Fièvres : un conte qui magnifie la banlieue - The Dissident - The Dissident

Fièvres : un conte qui magnifie la banlieue

Fièvres, réalisé par Hicham Ayouch, dans tous les bonnes salles à partir du 29 octobre. Photo La 25ème heure

Fièvres, réalisé par Hicham Ayouch, dans tous les bonnes salles à partir du 29 octobre. Photo La 25ème heure

Après Fissures en 200ç, le réalisateur Hicham Ayouch sort en salles Fièvres, un conte urbain dans un 9-3 loin des clichés du film de cité, produit par la 25ème heure et dont The Dissident est partenaire. L’histoire de Benjamin, enfant non désiré par son père, qui vient bouleverser la léthargie de sa famille maghrébine…

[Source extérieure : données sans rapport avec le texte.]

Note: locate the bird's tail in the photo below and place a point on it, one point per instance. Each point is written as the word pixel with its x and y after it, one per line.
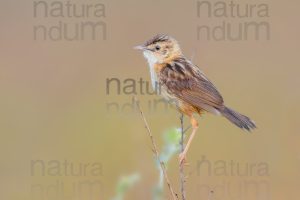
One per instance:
pixel 238 119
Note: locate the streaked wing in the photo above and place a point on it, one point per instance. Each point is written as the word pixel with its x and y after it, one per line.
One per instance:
pixel 185 81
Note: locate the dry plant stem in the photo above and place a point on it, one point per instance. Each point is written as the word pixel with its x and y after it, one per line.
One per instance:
pixel 155 150
pixel 181 166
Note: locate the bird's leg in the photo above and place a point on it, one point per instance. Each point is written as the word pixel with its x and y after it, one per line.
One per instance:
pixel 182 156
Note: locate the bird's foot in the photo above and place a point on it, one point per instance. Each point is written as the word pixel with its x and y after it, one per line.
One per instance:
pixel 182 158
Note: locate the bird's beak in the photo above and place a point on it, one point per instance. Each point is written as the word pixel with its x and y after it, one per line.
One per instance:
pixel 140 47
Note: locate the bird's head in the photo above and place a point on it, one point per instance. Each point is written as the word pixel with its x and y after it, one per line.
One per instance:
pixel 160 49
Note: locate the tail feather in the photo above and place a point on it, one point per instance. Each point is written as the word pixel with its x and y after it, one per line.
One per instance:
pixel 238 119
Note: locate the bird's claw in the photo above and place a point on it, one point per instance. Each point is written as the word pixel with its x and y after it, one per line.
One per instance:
pixel 182 158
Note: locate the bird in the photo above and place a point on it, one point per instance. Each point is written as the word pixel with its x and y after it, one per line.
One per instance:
pixel 184 85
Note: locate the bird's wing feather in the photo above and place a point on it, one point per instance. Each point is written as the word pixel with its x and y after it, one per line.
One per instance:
pixel 188 83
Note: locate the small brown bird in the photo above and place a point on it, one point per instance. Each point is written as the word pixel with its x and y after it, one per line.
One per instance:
pixel 183 84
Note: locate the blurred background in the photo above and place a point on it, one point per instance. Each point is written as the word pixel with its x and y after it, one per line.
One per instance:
pixel 63 123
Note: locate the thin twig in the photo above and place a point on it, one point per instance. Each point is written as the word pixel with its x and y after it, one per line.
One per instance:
pixel 162 165
pixel 181 166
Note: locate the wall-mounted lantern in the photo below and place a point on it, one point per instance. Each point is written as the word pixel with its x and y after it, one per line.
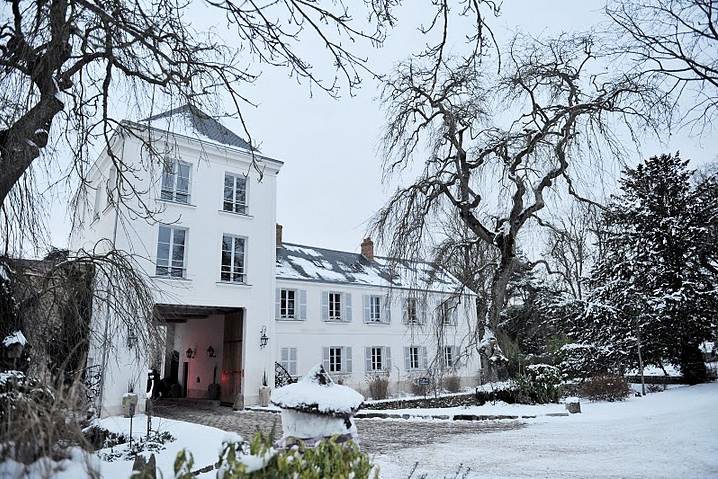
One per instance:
pixel 263 338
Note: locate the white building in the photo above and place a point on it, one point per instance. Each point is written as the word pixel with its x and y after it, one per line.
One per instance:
pixel 236 299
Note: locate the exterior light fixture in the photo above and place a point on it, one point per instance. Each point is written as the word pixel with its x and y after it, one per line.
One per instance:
pixel 263 339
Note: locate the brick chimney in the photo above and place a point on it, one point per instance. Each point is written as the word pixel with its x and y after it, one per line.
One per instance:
pixel 279 235
pixel 367 249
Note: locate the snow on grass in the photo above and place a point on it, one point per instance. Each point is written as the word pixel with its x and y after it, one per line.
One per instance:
pixel 203 442
pixel 498 408
pixel 663 435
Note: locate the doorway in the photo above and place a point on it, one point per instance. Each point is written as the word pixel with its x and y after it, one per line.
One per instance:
pixel 231 378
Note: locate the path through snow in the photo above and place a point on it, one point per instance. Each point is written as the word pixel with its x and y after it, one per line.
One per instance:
pixel 669 434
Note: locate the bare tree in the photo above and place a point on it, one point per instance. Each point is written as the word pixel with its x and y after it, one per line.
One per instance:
pixel 495 177
pixel 65 63
pixel 676 42
pixel 573 243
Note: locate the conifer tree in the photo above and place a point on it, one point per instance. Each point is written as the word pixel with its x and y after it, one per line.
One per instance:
pixel 656 286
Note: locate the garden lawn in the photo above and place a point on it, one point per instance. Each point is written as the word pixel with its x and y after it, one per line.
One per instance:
pixel 663 435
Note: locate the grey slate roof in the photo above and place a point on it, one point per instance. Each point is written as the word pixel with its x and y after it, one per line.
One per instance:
pixel 307 263
pixel 203 124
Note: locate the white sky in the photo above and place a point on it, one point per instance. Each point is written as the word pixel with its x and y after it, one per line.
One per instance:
pixel 330 185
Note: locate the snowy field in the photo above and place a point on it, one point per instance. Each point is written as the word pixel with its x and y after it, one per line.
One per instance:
pixel 671 434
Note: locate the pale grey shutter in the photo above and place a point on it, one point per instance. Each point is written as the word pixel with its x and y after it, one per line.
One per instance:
pixel 325 305
pixel 325 358
pixel 347 297
pixel 348 359
pixel 277 304
pixel 367 308
pixel 293 361
pixel 302 304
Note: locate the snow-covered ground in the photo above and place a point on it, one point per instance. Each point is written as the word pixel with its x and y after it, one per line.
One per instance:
pixel 669 434
pixel 203 442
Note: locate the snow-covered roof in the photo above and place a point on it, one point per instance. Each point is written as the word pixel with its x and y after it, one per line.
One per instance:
pixel 299 262
pixel 15 338
pixel 191 122
pixel 316 392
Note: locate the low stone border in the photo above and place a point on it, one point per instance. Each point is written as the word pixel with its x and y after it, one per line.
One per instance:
pixel 455 417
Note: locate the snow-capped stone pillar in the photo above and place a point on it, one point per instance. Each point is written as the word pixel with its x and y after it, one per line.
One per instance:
pixel 316 408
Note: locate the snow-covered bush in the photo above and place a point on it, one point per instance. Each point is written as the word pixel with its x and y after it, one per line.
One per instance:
pixel 378 387
pixel 605 388
pixel 541 383
pixel 259 460
pixel 452 383
pixel 37 420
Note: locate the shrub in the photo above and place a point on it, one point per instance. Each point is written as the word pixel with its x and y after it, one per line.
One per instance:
pixel 540 384
pixel 259 460
pixel 378 387
pixel 419 389
pixel 452 383
pixel 605 388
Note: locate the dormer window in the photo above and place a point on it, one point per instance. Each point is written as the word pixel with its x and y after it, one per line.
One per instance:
pixel 176 181
pixel 235 193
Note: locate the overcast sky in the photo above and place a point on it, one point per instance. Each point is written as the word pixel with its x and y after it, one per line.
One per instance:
pixel 330 184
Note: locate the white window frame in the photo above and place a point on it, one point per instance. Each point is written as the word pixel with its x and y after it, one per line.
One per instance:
pixel 171 178
pixel 284 301
pixel 336 358
pixel 335 301
pixel 169 266
pixel 233 205
pixel 449 356
pixel 414 357
pixel 241 277
pixel 408 309
pixel 375 309
pixel 288 359
pixel 377 359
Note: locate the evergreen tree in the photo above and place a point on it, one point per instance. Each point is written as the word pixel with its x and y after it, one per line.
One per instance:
pixel 656 285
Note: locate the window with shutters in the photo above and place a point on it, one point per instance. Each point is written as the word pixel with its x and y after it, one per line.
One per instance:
pixel 414 357
pixel 336 360
pixel 377 359
pixel 171 252
pixel 235 193
pixel 287 304
pixel 450 356
pixel 289 360
pixel 375 309
pixel 411 312
pixel 335 306
pixel 233 259
pixel 176 181
pixel 447 314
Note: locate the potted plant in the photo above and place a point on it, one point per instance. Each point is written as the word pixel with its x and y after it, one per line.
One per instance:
pixel 264 391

The Dissident : D’où vient cette notion de Fièvres ? Quand on voit le film on ressent surtout le malaise des personnages.

Hicham Ayouch : Les personnages n’arrêtent pas d’osciller entre des états émotionnels très forts tout au long du film. C’est ce que l’on ressent quand on est fiévreux : passer du froid au chaud. Avoir mal à la tête, frissonner, se sentir endormi et complètement abattu. Le titre est au pluriel parce qu’aucun personnage n’est épargné par ces assauts de fièvre.

Vous êtes à la fois français, marocain, juif et musulman. Cette diversité influence-t-elle votre cinéma ?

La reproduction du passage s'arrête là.